Reproducible Testing¶

Scenario: Agent behavior varies between test runs due to memory state differences.

Problem: Hard to create consistent test environments for different user personas.

Solution: Git-like branches create isolated, reproducible test scenarios.

Overview¶

Traditional agent testing faces a fundamental challenge: memory state contamination between tests. When testing different user personas or scenarios, previous test data pollutes the memory, making results unpredictable and unreproducible.

Memoir solves this with Git-like branching - create completely isolated test environments that start from the same baseline and produce identical results every time.

Test Isolation Diagram¶

Reproducible Testing with Branch Isolation:

baseline branch:  A──B (shared foundation)
                  │
                  ├──→ test_beginner ──→ C1──D1 (beginner scenario)
                  │
                  ├──→ test_expert ────→ C2──D2 (expert scenario)
                  │
                  └──→ test_mixed ─────→ C3──D3 (mixed scenario)

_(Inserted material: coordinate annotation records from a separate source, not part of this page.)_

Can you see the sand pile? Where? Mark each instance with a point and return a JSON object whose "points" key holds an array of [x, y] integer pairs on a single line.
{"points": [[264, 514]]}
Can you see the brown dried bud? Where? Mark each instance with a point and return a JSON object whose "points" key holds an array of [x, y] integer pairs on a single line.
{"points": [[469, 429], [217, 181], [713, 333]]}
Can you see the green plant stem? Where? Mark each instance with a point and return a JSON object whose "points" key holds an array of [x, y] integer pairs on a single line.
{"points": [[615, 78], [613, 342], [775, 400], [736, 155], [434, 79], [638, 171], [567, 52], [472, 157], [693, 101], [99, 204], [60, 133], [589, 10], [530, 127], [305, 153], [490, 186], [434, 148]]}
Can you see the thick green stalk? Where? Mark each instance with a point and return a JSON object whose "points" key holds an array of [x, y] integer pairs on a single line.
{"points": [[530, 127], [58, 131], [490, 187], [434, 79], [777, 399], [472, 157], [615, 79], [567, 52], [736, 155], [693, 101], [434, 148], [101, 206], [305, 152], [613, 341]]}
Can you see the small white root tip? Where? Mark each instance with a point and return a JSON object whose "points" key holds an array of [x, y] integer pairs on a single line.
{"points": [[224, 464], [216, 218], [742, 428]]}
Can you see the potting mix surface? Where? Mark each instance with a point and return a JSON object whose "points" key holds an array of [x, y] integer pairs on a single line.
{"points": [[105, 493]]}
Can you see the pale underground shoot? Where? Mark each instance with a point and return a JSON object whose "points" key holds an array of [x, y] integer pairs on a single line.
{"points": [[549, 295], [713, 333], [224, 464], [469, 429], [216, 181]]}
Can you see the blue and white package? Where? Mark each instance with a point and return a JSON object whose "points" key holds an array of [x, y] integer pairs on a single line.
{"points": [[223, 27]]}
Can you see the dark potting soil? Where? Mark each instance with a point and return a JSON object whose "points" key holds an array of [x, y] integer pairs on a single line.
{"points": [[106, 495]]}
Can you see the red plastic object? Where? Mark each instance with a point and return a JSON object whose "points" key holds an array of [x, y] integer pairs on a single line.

A: Software engineer profile
B: Python/JavaScript skills

C1,D1: Beginner-specific memories
C2,D2: Expert-specific memories
C3,D3: Mixed experience memories

Key Benefits:
• Each test starts from same clean baseline
• Tests run in complete isolation
• Same test produces identical results
• Parallel testing without interference
• Easy cleanup - just delete branch

Key Code Snippets¶

Creating Baseline State¶

import asyncio
import os
import tempfile
import time
from memoir.store.prolly_adapter import ProllyTreeStore

# Initialize store with versioning
temp_dir = tempfile.mkdtemp()
prolly_path = os.path.join(temp_dir, "memory_store")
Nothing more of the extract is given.